During the season, a number of players knelt. In week one alone, 11 players kneeled, per a CBS Sports article.

The protests have continued into the 2017 season.

On Sept. 22, President Donald Trump commented on the kneeling during the anthem, calling it disrespectful and saying that owners should fire players for kneeling, according to a CBS News article. Trump also encouraged fans to walk out as well.

On Sept. 24, the entire Pittsburgh Steelers team, except for left tackle Alejandro Villanueva, was in the locker room during the national anthem before a game against the Chicago Bears.

Villanueva served in the army as an Army Ranger and stood to be a “middle ground,” according to the article.

On Oct. 8, Vice President Mike Pence walked out of an Indianapolis Colts game because players knelt during the anthem. Pence did not want to dignify the protests, according to a CNN article.

Interviewed student-athletes were more in agreement with the President’s view of the kneeling being disrespectful.

Junior Pitt-Johnstown baseball player Danny Clark said that he thought the protests were disrespectful.

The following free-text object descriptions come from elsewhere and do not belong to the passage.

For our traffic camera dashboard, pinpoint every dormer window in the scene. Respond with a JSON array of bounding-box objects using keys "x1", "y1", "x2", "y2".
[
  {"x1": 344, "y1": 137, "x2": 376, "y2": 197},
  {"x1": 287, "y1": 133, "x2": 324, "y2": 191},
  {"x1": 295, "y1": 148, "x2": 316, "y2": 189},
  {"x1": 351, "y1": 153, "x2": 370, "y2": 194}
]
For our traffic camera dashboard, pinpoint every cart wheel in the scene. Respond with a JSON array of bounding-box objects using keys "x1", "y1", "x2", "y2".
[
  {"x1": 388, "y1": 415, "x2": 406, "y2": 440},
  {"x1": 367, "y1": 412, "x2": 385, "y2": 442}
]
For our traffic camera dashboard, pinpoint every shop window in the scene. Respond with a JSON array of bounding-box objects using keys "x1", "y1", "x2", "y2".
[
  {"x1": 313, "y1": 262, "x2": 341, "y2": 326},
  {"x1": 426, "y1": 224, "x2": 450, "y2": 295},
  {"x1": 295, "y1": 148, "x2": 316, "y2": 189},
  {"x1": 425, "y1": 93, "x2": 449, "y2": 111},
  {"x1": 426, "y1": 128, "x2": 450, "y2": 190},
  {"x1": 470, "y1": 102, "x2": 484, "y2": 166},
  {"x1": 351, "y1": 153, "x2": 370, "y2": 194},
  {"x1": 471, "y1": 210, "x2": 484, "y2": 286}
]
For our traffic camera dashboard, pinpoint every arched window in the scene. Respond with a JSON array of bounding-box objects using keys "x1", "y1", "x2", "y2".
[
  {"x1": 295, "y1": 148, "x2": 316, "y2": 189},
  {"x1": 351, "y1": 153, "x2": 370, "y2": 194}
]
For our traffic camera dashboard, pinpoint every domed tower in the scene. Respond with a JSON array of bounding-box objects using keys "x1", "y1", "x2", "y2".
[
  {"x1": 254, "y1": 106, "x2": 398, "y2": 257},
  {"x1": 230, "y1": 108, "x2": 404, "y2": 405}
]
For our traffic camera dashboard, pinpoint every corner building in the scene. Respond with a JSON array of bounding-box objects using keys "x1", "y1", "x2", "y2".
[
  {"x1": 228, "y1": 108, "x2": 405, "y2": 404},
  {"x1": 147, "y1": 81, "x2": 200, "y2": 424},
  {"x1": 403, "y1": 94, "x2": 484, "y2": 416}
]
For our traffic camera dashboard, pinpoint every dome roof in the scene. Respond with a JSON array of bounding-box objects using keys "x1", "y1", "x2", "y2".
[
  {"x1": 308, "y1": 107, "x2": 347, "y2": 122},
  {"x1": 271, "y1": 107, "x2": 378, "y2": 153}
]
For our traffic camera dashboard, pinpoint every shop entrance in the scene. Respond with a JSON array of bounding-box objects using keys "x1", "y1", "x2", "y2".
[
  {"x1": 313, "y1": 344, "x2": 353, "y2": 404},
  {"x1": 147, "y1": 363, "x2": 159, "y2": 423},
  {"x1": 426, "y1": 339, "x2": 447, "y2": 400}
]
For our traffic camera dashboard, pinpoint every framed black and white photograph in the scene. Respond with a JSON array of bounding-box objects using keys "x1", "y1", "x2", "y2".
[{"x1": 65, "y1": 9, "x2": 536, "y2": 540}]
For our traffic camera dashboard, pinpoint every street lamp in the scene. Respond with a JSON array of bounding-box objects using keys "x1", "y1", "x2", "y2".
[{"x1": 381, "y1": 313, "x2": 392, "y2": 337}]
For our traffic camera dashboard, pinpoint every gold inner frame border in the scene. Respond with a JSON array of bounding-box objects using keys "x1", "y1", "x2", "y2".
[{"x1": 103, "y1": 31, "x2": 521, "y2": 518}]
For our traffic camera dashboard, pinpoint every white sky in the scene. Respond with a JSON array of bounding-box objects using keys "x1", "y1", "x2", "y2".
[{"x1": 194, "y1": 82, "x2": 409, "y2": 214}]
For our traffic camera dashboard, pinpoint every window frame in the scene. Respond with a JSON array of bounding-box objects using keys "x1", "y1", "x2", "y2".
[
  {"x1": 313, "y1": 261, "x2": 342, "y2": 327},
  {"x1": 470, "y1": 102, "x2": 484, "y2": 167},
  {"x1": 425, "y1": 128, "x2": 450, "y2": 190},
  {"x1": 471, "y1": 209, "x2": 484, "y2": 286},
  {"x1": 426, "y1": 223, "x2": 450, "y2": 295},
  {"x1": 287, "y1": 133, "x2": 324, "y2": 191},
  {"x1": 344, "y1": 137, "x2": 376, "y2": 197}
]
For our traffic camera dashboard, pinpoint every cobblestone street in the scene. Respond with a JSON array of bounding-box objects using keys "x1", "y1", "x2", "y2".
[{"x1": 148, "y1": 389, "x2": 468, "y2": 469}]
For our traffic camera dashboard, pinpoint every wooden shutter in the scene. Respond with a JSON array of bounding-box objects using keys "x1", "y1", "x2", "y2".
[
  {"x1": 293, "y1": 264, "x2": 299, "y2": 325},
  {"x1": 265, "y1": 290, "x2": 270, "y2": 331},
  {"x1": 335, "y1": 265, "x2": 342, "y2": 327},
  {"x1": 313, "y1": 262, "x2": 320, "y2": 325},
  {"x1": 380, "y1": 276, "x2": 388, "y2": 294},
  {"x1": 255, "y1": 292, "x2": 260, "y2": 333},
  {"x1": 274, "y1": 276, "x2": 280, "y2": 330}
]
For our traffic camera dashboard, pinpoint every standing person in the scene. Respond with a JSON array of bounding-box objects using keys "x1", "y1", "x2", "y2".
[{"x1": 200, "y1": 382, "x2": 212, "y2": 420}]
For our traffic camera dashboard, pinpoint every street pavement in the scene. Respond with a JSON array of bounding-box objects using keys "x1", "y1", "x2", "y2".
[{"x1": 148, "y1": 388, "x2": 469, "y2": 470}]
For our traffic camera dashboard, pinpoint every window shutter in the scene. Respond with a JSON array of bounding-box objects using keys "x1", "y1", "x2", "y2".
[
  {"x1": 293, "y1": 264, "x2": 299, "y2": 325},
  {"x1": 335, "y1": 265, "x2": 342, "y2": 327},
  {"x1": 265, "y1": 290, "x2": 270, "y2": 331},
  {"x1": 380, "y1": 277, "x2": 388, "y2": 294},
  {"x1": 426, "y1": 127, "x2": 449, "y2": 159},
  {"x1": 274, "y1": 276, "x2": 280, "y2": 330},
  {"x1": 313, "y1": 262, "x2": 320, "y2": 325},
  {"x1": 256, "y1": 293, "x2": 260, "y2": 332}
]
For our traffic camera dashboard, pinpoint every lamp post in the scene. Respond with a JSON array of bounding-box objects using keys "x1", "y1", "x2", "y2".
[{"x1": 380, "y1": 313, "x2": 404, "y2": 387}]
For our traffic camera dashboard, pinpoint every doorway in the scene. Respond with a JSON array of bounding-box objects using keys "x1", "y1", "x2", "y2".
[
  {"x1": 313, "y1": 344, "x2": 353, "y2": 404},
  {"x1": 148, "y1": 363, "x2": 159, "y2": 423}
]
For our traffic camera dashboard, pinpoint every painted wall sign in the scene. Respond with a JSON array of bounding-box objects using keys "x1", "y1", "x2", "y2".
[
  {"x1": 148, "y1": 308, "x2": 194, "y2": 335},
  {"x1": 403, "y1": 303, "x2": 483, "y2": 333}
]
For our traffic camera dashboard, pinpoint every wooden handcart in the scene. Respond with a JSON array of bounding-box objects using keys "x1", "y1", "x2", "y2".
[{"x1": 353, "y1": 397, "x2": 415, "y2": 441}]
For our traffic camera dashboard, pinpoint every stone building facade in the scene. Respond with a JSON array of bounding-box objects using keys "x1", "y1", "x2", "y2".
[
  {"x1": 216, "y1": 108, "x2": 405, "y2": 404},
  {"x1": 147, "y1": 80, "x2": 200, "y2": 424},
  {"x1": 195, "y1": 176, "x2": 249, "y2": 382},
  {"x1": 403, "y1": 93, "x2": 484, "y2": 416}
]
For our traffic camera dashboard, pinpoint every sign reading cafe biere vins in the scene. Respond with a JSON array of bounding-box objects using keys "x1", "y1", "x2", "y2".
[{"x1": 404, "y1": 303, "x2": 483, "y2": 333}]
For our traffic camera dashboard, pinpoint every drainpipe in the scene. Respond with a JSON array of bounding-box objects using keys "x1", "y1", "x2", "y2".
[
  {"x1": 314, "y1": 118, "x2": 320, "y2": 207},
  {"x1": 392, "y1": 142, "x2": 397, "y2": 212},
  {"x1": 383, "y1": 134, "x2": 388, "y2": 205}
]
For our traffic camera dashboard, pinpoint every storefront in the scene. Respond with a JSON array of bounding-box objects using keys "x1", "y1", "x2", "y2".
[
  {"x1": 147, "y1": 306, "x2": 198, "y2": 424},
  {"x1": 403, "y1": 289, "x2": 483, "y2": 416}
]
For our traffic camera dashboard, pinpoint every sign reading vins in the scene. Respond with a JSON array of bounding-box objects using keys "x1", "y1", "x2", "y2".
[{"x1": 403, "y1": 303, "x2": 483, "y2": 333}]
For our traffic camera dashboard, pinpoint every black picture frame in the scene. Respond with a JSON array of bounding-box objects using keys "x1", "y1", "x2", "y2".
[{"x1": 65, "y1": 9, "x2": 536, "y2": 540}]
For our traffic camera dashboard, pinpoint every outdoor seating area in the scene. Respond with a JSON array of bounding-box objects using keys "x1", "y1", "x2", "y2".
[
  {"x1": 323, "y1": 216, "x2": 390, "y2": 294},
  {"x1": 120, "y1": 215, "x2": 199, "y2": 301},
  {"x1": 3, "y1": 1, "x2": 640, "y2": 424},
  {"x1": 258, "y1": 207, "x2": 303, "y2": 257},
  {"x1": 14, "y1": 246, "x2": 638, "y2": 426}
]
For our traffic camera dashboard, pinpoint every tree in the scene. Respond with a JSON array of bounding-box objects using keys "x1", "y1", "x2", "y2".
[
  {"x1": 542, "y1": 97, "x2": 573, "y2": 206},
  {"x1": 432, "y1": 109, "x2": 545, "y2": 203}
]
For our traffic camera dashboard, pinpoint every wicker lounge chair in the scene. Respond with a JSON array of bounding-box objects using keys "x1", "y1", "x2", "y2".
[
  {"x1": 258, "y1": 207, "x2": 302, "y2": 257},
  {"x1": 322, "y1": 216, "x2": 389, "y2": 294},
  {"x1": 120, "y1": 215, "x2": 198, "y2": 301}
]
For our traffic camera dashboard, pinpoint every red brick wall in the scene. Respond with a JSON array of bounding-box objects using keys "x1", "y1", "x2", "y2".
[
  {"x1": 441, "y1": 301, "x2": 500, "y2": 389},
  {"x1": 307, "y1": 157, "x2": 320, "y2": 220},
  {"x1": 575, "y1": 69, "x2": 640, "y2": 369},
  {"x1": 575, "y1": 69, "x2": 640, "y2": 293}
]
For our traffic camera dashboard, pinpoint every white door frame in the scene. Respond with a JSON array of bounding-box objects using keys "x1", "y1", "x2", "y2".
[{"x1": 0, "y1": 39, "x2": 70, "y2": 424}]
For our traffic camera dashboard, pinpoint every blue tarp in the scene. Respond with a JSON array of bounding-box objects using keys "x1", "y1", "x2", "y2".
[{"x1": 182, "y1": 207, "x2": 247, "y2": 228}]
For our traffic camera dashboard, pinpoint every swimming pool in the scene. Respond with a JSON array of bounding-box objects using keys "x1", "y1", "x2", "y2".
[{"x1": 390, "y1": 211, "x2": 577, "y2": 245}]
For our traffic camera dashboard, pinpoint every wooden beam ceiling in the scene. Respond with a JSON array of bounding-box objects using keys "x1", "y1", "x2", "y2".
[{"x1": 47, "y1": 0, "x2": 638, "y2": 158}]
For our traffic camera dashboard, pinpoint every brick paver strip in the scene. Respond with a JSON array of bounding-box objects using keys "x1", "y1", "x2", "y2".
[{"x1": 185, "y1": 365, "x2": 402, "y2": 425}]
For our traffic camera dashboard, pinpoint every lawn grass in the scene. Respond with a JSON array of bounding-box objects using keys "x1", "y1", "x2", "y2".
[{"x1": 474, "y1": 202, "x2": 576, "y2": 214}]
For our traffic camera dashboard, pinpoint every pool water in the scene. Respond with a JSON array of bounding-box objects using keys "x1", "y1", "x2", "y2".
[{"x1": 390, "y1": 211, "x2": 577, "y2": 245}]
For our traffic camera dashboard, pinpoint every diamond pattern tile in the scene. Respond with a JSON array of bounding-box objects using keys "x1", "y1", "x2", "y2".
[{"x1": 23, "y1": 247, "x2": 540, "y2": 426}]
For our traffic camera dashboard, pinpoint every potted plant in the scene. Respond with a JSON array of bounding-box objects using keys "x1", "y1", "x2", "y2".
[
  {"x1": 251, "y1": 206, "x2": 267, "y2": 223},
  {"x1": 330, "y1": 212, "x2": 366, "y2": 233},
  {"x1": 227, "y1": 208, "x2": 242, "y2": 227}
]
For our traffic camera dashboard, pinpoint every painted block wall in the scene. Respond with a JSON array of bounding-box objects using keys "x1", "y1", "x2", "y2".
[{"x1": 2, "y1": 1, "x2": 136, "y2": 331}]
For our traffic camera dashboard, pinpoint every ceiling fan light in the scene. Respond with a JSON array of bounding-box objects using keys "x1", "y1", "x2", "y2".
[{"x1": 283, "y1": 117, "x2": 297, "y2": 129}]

“I believe the players kneeling are very disrespectful to our flag and to the soldiers fighting for our country and for veterans that were killed in war to give us freedom,” Clark said.

Clark said that he would not kneel for the anthem.

Clark is joined by Pitt-Johnstown junior softball player Ashley Shor and sophomore baseball player Devon Walker in his view against kneeling.

“I believe that everyone has their right to protest, but I don’t think it’s necessary to protest during the national anthem. If you want to exercise your rights, there’s a more appropriate time and place for that,” Shor said.

Walker said that he disagrees with the players kneeling, and that it shows disrespect to those who have served in the armed forces.

“I really don’t agree with the fact that players are kneeling. I believe that it shows disrespect to those who have served this country. I believe this because of mygrandfather’s opinion from him fighting in the Army,” Walker said.

All of the student-athletes said that they haven’t seen any of their teammates kneeling during the anthem.

Clark, Shor, and Gleixner said that, despite the kneeling, this does not affect their viewership of NFL games.

“It doesn’t affect the quality of the game,” Gleixner said.

Both Caruso and Brokaw said that they do not watch the NFL.

Clark said that he believes that the kneeling has drastically affected viewership.

“I believe it changed how I watch big time because who wants to go to an event or watch an event where  the players disrespect the flag? I know I wouldn’t,” Clark said.

Both Brokaw and Clark weighed in on different views of patriotism and exercising civil rights.  

“Without the freedom the soldiers and veterans gave us, then they wouldn’t be able to play football. I believe it’s unpatriotic and there are other ways to protest,” Clark said.